For decades, federal, state and local taxes hiked my total tax burden to nearly 50 percent. When I started my business, I had to take out bank loans to pay my taxes on several occasions. Thanks to President Trump, I now have tax savings to reinvest into the local economy.

And I'm only one job creator. In Pennsylvania, there are 1 million small businesses employing 2.4 million people — roughly half of the state workforce. Tax cuts will help them reach even greater heights.

Here's a New Year's resolution: Let's make 2018 the year of small business.

Guy Berkebile, Somerset

The writer is president of Guy Chemical Co.

Tuesday, Jan. 30

Theater of the absurd

While watching the media grill President Trump's doctor about his health, I thought I had stumbled across a “Monty Python” sketch. The absurdity of the questions and the obvious disdain and disappointment in White House physician Ronny Jackson's declaration of the president's clean bill of health can only be described as surreal.

I half expected John Cleese to stand, as a reporter from The Guardian, and ask the one question the White House press corps wanted to ask but lacked the guts to ask, for fear of really exposing their bias and Trump Derangement Syndrome to the masses: “Doctor, could you please confirm that Mr. Trump is indeed mortal, and will, in fact, one day ​die? And, as a follow-up, the chances of said event occurring before the completion of his present term in office?”

John Gregory Parks, McKeesport

Wednesday, Jan. 31

We can fix mistake in next elections

I started writing six different times, but the politics change so fast, each day is worthy of its own letter.

We already know the insanity of Trump and the disgraceful Congress that has ignored its responsibility of checks and balances. No more time wasted on this for now.

My appeal is to the non-voting Democrats, reasonable Republicans and not-to-be-ignored (what were they thinking?) third-party voters. These three groups need to ask themselves, “What have I done?”

There is no excuse or apology sincere enough, now that they are responsible for putting Trump in office. However, one year in, options are available — like the special election in March to fill the seat of disgraced Republican Tim Murphy. And don't forget the election in November, which is sooner than you think.

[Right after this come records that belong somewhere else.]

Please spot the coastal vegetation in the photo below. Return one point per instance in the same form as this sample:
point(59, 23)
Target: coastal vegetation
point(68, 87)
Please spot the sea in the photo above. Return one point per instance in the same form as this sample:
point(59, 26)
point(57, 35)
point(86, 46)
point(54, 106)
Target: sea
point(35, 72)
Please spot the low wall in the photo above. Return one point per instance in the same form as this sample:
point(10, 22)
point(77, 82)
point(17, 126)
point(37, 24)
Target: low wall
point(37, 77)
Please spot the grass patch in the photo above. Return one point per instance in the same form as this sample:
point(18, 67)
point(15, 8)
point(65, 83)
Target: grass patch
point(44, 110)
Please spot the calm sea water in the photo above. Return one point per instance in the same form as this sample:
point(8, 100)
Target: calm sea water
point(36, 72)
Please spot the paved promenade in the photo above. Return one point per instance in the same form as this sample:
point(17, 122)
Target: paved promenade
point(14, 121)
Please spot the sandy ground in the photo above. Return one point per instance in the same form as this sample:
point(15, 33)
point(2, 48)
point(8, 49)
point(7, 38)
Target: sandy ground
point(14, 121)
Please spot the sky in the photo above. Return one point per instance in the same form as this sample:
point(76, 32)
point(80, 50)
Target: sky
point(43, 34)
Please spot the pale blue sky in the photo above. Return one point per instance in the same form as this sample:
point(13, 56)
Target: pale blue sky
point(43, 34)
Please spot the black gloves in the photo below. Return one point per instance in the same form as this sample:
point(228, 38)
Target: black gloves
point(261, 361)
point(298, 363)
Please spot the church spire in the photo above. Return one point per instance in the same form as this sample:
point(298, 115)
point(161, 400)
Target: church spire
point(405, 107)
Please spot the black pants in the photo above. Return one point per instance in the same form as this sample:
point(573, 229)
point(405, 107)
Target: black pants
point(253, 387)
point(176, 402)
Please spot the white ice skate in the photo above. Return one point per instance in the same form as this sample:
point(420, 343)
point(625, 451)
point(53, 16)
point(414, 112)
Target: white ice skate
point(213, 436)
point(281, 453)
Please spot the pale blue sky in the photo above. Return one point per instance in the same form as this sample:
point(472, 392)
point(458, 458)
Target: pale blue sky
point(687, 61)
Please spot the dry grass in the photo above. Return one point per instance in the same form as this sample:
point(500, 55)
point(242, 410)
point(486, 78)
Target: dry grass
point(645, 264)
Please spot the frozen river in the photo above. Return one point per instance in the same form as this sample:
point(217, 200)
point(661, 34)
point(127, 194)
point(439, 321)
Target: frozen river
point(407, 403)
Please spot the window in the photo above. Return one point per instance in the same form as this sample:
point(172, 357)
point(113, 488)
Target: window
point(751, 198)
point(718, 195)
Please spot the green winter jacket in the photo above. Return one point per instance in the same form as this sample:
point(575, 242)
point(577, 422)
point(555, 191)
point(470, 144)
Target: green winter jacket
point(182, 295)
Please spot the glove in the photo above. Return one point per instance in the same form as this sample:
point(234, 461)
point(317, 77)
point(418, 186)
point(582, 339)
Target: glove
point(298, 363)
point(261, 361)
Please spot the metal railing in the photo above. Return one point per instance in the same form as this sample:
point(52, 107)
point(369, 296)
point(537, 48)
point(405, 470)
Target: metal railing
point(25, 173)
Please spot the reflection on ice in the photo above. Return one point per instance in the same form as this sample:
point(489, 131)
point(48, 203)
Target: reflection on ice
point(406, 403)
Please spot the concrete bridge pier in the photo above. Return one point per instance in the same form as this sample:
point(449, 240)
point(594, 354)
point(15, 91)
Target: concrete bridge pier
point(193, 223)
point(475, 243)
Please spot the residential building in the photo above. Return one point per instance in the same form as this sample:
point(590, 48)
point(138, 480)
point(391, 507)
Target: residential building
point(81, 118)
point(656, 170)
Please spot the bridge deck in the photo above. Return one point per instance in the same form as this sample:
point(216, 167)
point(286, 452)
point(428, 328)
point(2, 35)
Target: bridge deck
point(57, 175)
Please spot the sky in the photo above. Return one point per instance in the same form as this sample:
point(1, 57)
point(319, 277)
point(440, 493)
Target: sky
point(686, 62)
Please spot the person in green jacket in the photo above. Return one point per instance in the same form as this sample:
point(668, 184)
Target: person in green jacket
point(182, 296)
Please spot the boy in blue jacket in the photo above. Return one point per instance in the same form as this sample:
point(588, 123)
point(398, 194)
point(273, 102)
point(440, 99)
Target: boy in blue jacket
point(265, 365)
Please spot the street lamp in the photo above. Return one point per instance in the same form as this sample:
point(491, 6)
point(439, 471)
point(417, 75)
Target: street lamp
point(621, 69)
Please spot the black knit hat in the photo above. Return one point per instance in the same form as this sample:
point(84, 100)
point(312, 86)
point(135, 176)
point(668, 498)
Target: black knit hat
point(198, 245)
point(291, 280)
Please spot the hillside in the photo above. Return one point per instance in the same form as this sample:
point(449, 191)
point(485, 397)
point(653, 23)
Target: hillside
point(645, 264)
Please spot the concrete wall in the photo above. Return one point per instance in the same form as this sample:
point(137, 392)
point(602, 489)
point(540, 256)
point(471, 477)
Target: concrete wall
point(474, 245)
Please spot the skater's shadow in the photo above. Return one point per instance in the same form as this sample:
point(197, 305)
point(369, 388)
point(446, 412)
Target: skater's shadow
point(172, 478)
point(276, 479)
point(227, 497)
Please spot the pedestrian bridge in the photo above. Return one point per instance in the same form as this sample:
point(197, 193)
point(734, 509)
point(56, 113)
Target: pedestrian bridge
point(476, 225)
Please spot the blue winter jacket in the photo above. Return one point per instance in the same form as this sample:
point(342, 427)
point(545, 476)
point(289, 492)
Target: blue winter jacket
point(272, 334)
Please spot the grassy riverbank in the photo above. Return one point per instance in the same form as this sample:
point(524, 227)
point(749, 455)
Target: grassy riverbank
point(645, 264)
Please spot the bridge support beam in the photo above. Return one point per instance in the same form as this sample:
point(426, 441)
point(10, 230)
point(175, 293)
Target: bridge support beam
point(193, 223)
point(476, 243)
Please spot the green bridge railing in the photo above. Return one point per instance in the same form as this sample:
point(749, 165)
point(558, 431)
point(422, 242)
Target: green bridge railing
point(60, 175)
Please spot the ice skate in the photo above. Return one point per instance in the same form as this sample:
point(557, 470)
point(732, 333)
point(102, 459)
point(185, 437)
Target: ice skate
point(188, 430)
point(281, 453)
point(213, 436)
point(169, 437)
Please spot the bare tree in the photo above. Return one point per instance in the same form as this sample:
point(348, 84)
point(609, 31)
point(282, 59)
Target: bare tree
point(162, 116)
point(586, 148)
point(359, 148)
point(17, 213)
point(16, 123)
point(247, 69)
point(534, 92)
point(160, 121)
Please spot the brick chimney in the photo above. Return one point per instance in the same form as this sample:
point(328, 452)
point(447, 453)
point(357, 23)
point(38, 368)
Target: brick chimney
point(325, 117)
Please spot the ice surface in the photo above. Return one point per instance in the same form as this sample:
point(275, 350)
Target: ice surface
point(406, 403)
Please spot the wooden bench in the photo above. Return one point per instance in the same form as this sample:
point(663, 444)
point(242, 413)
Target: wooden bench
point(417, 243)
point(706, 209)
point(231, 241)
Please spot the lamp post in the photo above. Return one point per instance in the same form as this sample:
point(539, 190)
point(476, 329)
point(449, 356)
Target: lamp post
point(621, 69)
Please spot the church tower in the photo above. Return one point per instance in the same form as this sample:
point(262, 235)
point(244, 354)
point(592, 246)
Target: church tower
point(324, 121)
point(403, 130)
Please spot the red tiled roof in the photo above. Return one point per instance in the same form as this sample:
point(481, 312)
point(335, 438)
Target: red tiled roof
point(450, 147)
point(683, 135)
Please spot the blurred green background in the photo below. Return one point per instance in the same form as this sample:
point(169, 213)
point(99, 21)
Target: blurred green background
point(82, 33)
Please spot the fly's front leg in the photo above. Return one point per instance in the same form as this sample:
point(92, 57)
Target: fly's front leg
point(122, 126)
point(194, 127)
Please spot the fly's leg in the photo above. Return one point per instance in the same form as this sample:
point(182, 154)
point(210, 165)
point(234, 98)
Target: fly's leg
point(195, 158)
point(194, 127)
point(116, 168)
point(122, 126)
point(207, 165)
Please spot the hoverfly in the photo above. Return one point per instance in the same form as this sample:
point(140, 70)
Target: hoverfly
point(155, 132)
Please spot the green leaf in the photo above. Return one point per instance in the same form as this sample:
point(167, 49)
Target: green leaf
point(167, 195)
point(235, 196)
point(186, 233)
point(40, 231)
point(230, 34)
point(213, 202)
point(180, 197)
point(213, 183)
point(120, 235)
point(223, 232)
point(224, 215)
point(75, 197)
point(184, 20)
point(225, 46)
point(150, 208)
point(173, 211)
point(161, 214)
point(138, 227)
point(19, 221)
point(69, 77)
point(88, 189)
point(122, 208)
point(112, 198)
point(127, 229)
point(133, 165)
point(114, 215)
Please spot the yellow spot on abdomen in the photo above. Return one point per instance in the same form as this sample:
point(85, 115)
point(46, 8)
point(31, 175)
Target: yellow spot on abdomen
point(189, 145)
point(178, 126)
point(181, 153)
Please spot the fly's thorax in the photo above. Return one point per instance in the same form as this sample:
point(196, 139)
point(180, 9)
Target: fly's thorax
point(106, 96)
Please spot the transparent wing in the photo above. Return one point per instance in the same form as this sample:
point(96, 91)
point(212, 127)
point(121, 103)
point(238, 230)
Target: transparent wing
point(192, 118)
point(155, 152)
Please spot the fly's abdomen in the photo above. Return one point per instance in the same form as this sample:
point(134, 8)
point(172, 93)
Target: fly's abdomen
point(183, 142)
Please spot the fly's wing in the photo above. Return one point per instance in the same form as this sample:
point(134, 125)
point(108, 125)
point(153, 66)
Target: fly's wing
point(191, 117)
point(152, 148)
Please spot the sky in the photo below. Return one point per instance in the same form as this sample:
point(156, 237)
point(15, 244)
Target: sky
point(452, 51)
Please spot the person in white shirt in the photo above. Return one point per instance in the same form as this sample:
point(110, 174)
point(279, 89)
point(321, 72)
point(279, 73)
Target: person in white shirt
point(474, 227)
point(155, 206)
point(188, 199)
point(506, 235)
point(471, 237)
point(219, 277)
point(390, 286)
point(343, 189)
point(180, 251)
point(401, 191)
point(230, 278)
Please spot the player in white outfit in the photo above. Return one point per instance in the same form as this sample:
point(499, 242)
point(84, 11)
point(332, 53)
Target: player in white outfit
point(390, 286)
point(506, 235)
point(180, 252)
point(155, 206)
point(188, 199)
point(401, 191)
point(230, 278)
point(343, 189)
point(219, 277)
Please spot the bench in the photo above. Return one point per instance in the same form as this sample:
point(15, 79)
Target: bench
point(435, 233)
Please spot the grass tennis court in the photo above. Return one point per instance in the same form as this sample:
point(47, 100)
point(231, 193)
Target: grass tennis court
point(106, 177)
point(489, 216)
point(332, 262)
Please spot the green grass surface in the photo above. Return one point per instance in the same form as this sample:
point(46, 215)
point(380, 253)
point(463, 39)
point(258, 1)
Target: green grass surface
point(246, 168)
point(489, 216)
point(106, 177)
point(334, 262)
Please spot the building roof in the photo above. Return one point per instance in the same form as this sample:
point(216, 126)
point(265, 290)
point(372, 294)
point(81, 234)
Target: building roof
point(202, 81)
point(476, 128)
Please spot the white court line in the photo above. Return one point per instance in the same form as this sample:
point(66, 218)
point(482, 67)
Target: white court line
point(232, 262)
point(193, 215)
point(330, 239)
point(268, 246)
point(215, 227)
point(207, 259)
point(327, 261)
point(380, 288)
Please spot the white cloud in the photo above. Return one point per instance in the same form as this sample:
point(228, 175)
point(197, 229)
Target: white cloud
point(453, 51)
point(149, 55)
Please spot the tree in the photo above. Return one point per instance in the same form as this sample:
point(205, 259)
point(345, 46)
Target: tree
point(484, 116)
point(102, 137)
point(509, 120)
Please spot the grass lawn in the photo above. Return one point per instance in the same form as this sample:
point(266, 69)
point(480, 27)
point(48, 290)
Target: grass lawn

The point is — get out and vote. The current politicans lie and lie, and if those lies don't stick, they lie even more. This disgraceful behavior seen worldwide can't continue. No more excuses, complacency or “not happy with my choice.” Grow up.

Thank God freedom of the press is part of the Constitution. Without that, we would not have a clue about this mess and the current destruction of true American ideals. Bring back civility and dump the Trump hatred.

Frank Flori, Hempfield

Thursday, Feb. 1

Hawaii's false alarm is a lesson for all

The nuclear false alarm in Hawaii brought back some great Cold War memories. Looking back, perhaps the most frightening thing wasn't the bombs themselves, but how our government handled preparing us.

Adults in those days were willingly brainwashed to tell us if we got under desks and covered our heads, we would survive the A-bomb. Who can blame them? Back then, most people believed the government. So we were drilled on how to “survive” impending Armageddon.

Films, advertisements and pamphlets were distributed, sirens tested and bomb-shelter locations noted. As a result, we slept easier. Was it a good idea? Or was it the precursor to today's “fake news”? It was purposely misleading information, spread through media, to serve a designed purpose. Seems like the brainwashing used today by your favorite media outlet. It's easier today, because the subjects seem more gullible and more rabid in their beliefs, and ways to disseminate falsehoods are endless.

The Hawaii incident that had folks running in the streets, screaming and putting children into storm sewers shows how reality will work. The Hawaiians' actions were natural and what we should expect from ourselves. The citizenry stepping on each other's heads to get that last can of beans off the shelf isn't out of the question.

It won't matter if your opponent is conservative, liberal, black, white, man or woman. That last can of beans will be much more important than politics, race or gender. Let's hope it never comes to that.